The highlight of my three month ramble around the Mediterranean to celebrate my fiftieth birthday in 1977 was an overnight bus ride from Marrakesh to Tafraoute. I had read in a local French language newspaper in Casablanca that there was an Almond Festival the other side of the Anti-Atlas Mountains. It was a scramble finding the bus in the busy market square of the town renowned as a hippie crossroads. (There were no hippies on this trip, just locals taking short trips on the itinerary. The voyagers were a constantly changing mix.)

With the innocence of a novice African traveler, I was carting a hernia threatening suitcase on unusable wheels. Any sane traveler would be using a backpack under these circumstances. And the poor baggage master staggered as he hoisted my grab bag onto the roof of the twenty seater bus. Because I was trying out my pidgin French on any local who would stand still, he was subjected to the further insult of my jabbering away. A friendly guy, he offered me the jump seat at the front of the bus so I could take better pictures while it was still light.

What a night that was. I was clad in jeans and a T-shirt, perfectly adequate for Marrakesh in February. But the High Atlas mountains. It slowly dawned on me (and the temperature started dropping quickly) that I was in for a night of shivers. Luckily, every half hour or so there was a pit stop for a hot coffee and huddling as close to the brazier as possible. Ill never forget shortly after one such stop about three o’clock in the morning when I snuck a look back at the rest of the travelers. They were all headless! Snugly tucked into their frost-defying jellabas.
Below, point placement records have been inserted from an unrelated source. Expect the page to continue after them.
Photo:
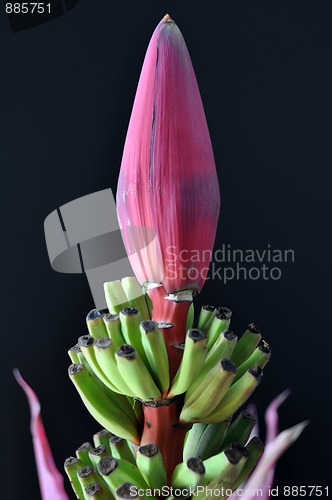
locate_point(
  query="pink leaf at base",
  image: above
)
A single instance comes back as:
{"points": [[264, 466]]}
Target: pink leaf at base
{"points": [[50, 479]]}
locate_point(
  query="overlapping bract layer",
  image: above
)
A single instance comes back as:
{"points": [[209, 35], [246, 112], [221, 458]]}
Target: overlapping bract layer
{"points": [[168, 181]]}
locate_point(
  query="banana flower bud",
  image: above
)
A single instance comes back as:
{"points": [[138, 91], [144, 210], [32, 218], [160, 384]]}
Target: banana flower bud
{"points": [[168, 194]]}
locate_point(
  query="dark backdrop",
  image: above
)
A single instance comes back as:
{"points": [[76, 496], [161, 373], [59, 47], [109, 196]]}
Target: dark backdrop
{"points": [[67, 87]]}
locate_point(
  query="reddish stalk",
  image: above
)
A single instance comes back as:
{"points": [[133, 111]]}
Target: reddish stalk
{"points": [[171, 313], [161, 427]]}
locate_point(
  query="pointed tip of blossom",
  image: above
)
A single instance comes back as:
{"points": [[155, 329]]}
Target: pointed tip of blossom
{"points": [[168, 179], [166, 19]]}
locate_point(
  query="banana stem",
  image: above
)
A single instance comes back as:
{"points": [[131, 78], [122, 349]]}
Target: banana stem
{"points": [[162, 428], [172, 318]]}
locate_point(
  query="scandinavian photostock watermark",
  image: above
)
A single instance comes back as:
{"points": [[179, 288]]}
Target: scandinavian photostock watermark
{"points": [[228, 263], [190, 492]]}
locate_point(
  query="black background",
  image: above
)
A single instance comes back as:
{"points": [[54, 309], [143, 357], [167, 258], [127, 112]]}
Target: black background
{"points": [[67, 87]]}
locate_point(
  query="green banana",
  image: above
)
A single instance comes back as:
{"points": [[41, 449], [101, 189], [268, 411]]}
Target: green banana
{"points": [[120, 448], [220, 323], [130, 320], [192, 440], [83, 453], [104, 352], [113, 327], [116, 298], [205, 399], [156, 353], [209, 441], [116, 472], [95, 454], [222, 348], [255, 448], [225, 466], [240, 429], [103, 437], [188, 474], [190, 317], [86, 343], [73, 353], [260, 357], [86, 476], [136, 374], [114, 392], [206, 316], [192, 362], [95, 324], [246, 345], [136, 296], [72, 465], [150, 463], [236, 396], [100, 405]]}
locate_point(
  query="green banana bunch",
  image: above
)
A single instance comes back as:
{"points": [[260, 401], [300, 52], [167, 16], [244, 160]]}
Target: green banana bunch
{"points": [[101, 406], [150, 463], [192, 362], [205, 440], [156, 354], [123, 362], [202, 402], [132, 368], [189, 474]]}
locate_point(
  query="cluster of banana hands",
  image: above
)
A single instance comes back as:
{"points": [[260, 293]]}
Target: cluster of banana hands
{"points": [[122, 365]]}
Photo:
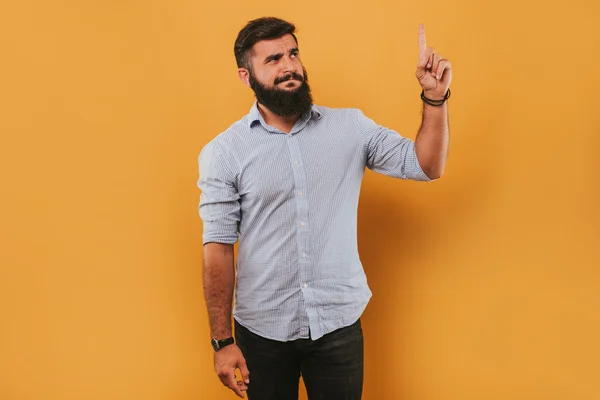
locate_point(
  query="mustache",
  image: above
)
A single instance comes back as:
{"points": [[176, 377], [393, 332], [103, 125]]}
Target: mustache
{"points": [[287, 77]]}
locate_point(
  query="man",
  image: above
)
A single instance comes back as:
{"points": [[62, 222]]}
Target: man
{"points": [[285, 181]]}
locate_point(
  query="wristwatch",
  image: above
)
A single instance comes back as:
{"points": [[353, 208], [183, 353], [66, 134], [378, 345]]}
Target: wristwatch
{"points": [[219, 344]]}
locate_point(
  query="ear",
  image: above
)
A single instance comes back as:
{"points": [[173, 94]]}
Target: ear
{"points": [[244, 75]]}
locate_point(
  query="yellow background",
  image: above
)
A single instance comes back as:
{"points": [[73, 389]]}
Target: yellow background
{"points": [[486, 283]]}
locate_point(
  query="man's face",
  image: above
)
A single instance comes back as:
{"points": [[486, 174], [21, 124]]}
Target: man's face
{"points": [[274, 60], [278, 78]]}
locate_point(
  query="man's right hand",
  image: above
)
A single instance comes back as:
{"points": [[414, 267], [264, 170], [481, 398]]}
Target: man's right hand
{"points": [[227, 360]]}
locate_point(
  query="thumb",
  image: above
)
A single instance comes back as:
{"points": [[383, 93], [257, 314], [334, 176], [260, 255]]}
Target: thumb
{"points": [[244, 371]]}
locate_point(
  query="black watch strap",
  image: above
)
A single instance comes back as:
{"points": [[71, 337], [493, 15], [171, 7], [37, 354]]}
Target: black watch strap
{"points": [[219, 344]]}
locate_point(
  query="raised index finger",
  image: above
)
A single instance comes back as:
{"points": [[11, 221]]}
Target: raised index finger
{"points": [[422, 40]]}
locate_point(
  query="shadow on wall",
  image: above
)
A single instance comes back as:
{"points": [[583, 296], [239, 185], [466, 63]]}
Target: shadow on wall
{"points": [[396, 234]]}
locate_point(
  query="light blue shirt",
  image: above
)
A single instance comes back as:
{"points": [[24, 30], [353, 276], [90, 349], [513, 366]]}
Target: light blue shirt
{"points": [[292, 200]]}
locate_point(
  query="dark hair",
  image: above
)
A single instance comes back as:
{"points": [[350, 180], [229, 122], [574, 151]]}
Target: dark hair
{"points": [[265, 28]]}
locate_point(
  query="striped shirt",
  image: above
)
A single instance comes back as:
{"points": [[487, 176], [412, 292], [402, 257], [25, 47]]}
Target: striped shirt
{"points": [[292, 201]]}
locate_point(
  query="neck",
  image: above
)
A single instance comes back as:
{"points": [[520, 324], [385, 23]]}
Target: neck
{"points": [[284, 124]]}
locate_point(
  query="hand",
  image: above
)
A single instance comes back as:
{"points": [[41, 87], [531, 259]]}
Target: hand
{"points": [[226, 361], [433, 72]]}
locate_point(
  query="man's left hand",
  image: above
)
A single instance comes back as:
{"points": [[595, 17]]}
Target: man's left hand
{"points": [[433, 72]]}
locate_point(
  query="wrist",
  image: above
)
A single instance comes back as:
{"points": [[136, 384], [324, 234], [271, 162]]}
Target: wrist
{"points": [[218, 344], [433, 98], [433, 95]]}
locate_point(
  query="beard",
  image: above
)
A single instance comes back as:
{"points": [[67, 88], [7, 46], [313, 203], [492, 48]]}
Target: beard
{"points": [[284, 103]]}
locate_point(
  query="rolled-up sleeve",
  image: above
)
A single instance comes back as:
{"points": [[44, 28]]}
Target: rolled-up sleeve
{"points": [[219, 206], [387, 152]]}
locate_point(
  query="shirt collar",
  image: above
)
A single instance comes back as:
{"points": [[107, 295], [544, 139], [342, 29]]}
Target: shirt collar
{"points": [[255, 116]]}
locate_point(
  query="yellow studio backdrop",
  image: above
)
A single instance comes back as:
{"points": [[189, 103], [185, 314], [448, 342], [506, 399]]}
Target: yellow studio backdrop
{"points": [[486, 283]]}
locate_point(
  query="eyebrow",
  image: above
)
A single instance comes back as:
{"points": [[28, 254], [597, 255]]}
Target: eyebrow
{"points": [[279, 55]]}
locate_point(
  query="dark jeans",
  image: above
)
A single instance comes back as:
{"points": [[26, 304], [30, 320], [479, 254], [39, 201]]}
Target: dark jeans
{"points": [[331, 367]]}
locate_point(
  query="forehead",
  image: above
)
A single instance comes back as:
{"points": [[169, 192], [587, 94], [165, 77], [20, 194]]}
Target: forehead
{"points": [[265, 48]]}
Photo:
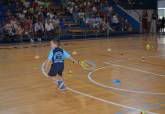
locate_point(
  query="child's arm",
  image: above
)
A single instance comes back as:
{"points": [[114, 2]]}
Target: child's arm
{"points": [[68, 56], [48, 62], [72, 59]]}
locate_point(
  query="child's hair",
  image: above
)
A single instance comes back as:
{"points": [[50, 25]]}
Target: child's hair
{"points": [[56, 42]]}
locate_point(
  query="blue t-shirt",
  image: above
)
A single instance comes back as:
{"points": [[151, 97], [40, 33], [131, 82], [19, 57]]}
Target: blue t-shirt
{"points": [[64, 56]]}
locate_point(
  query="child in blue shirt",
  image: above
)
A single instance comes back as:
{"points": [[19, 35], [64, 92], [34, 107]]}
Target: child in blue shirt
{"points": [[56, 57]]}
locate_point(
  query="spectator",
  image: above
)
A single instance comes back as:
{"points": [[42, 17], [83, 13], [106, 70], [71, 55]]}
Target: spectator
{"points": [[39, 30]]}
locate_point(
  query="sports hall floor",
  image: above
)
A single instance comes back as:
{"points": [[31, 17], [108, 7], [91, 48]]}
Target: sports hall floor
{"points": [[25, 90]]}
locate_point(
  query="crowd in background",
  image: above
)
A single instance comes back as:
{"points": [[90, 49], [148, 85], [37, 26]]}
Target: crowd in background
{"points": [[37, 17], [25, 17], [97, 14]]}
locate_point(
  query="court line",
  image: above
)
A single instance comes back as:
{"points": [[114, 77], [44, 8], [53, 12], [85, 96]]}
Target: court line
{"points": [[119, 89], [96, 98]]}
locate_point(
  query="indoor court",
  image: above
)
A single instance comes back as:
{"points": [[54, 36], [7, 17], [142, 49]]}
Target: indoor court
{"points": [[128, 77]]}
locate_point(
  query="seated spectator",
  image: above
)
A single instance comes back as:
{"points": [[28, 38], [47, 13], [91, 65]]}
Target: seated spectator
{"points": [[39, 30], [115, 22], [49, 28]]}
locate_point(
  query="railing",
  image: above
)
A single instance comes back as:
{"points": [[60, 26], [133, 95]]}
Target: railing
{"points": [[61, 35]]}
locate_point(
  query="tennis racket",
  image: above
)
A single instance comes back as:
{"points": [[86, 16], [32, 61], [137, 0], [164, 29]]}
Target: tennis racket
{"points": [[87, 65]]}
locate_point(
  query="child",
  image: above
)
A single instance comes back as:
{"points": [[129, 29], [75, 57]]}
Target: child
{"points": [[56, 57]]}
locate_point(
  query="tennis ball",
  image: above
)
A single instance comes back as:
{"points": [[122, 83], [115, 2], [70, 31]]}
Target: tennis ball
{"points": [[36, 57], [143, 112], [121, 54], [70, 72], [109, 49], [74, 53]]}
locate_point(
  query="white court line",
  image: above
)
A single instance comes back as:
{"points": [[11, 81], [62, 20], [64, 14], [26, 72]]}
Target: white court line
{"points": [[138, 58], [134, 69], [96, 98]]}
And the road that night was an almanac of driving hazards first fog, then rain, the sleet whipping against the front windshield. Skids, sometimes toward abysses I was happy were more or less obscured by the darkness, and ascents so steep the bus shuddered as it went to lower and lower gears. What a ride! As the night lifted I was puzzled by how the driver knew where to go. To my untutored eye, it was only a vast undifferentiated desert.

Then the wonder of the Almond Festival dazzled my astonished eyes. As far as the eye could see in the breaking dawn it was a landscape of pure white. The blossoms seemed unending. Tafraoute was a confusing village but fascinating. It took miming more than my Freshman French to find a place to stay overnight. Chance had it that a sculptor lived there as well. And among my favorite souvenirs from 50 years of traipsing around the globe are small stone sculptures of animals for the Hazoo my collection of crafted animals from anywhere and everywhere.

The bus trip to Agadir on the Atlantic Coast was not memorable. And I stayed at an expensive tourist hotel for a change. My style of traveling has been that every night I spend in a youth hostel or on a moving vehicle earns me a point a night towards a five star hotel. By then I need a bath and a comfortable bed. I become the Duke de Visa, living beyond my means for the nonce. I'm ashamed to confess that I didn’t have the balls to ride the camel that a most persistent driver tried unsuccessfully (and ultimately disgustedly) to talk me into.

Frankly, my month in Morocco was getting me restless. I flew to Tangiers, where I tried without success to find out where Paul Bowles was hanging out. And frustrated by that experience, I easily found the main train station where I plotted out my moves to Oran (hello, Albert Camus!), and Algiers.